Carte Blanche

by fannishliss



Category: Leverage
Genre: Multi
Language: English
Status: Completed
Published: 2017-12-31
Updated: 2017-12-31
Packaged: 2019-02-24 15:41:00
Rating: General Audiences
Warnings: No Archive Warnings Apply
Chapters: 1
Words: 1,525
Publisher: archiveofourown.org
Story URL: https://archiveofourown.org/works/13216866
Author URL: https://archiveofourown.org/users/fannishliss/pseuds/fannishliss
Summary: Christmas time is drawing near and Parker's getting squirrelly.  What will Hardison and Eliot find under the tree this year?





	Carte Blanche

**Author's Note:**

  * For [meils121](https://archiveofourown.org/users/meils121/gifts).



> This is for meils121, because I so much enjoyed her raft of lovely gifts in the 2017 Leverage Secret Santa fic exchange. She prompted for Parker hijinks, team backstories, and Eliot dealing with his past. Hope you enjoy!
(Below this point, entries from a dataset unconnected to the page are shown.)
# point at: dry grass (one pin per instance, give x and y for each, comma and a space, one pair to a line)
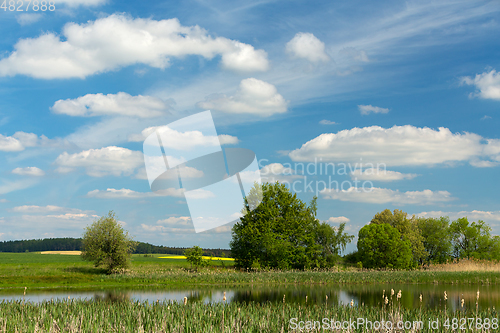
466, 265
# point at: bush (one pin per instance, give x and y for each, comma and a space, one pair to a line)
107, 244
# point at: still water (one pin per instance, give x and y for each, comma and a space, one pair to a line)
366, 295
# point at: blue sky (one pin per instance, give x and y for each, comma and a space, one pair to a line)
412, 86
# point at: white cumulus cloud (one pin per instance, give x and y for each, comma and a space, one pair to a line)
9, 143
473, 215
83, 3
254, 97
338, 219
367, 109
383, 195
487, 85
28, 18
327, 122
380, 174
399, 146
305, 45
117, 41
121, 104
112, 160
29, 171
32, 209
124, 193
186, 140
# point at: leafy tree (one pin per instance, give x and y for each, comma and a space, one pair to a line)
381, 245
194, 256
107, 244
333, 241
408, 229
281, 231
472, 240
437, 238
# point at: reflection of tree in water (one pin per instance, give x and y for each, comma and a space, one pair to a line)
432, 296
296, 295
112, 296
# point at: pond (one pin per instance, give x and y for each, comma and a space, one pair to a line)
364, 295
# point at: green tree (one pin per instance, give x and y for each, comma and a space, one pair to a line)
281, 231
107, 244
381, 245
194, 256
408, 229
437, 238
472, 240
333, 241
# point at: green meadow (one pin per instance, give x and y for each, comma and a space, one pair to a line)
35, 270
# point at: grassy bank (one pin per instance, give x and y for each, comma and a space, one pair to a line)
58, 271
99, 316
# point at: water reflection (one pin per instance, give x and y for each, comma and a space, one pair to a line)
360, 295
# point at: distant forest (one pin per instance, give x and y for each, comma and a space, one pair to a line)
75, 244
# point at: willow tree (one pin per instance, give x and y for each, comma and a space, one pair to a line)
107, 245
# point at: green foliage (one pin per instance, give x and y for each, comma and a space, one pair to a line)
473, 240
106, 244
283, 232
381, 245
437, 238
194, 256
333, 241
408, 229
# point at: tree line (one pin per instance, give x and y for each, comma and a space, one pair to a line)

Parker was acting squirrelly, that is, more squirrelly than usual.

 

Eliot attributed her nerves and jumpiness to the approach of the Christmas season and the accompanying secrecy of gift giving. Christmas brought out the mastermind in Parker, but she kept her schemes and plans strictly to herself.  Despite her devotion to Santa and her aspirations to be less naughty and more nice, Parker equated gift giving with monetary value.  Parker lived by the motto that the best things in life were free, and to her, free meant stolen.  She wanted nothing but the best for her team.  Over the years she had stolen thousands of dollars worth of diamonds for Sophie, slipping them to her friend when Nate’s attention was focused on other matters.  Nate she regaled with signed first editions that he could never bring himself to return despite his disapproval of Parker’s methods of procurement.  For Hardison, Parker stole the biggest, most high value paintings and objets d’art she could figure out how to transport. And for Eliot, she often stole knives or swords -- always from private collections, never where there was family history or sentimental value.  

 

Eliot had seen enough long, narrow boxes under the tree to expect something similar this year. It was a relief to Eliot that their thief no longer snuck away to sleep in her own cold and (even to him) somewhat forbidding warehouse. She still kept the place  -- the roof was high enough for her to adequately test her climbing rigs, there was plenty of floor space for gymnastics, the mattress there was literally stuffed full of money, and and it was still well-stocked with all her favorite brands of cereal, just in case. But since their relationship had evolved to the next level, Parker spent less of her time at the warehouse, and now that the holiday season had arrived, more time fixated on the decorations of their shared living quarters at the brew pub.

 

Eliot had a grouchy reputation, and he liked to frown and carry on about her frivolity, but in reality Eliot didn’t really care what Parker did with the tree or with lights and gimcracks  and gewgaws as long as his kitchens and cook spaces were left sacrosanct.  Although, with Parker, her decorations were just as likely to be priceless as to be lifted from a trip to the dollar store.  

 

When the big morning came, Eliot saw a familiar-looking long flat box, a little wider than usual. Maybe a cleaver?  Weirdly though, no giant painting sized objects were to be seen, only a large thin envelope covered with stickers of candy canes, elves and reindeers, plus fancy letters that spelled out HARDISON in snarled strings of colored lights.

 

“You first,” Parker said to Hardison.  

 

Now that their feelings were all out in the open, Eliot loved to feast his eyes on Parker and Hardison, the two people he loved more than he’d ever thought possible.  Parker looked so ridiculous in her green and red elf outfit, complete with white fur trimming, tall boots, a necklace made of several strands of blinking lights, and a headband with plush reindeer antlers sewn all over with jingle bells.  Yet, at the same time, he adored the way she brought her sweet enthusiasm to Christmas every year despite the fact that she was now the mastermind of Leverage International.  

 

Parker looked excited and nervous and happy and scared all at once as she handed the large envelope to Hardison.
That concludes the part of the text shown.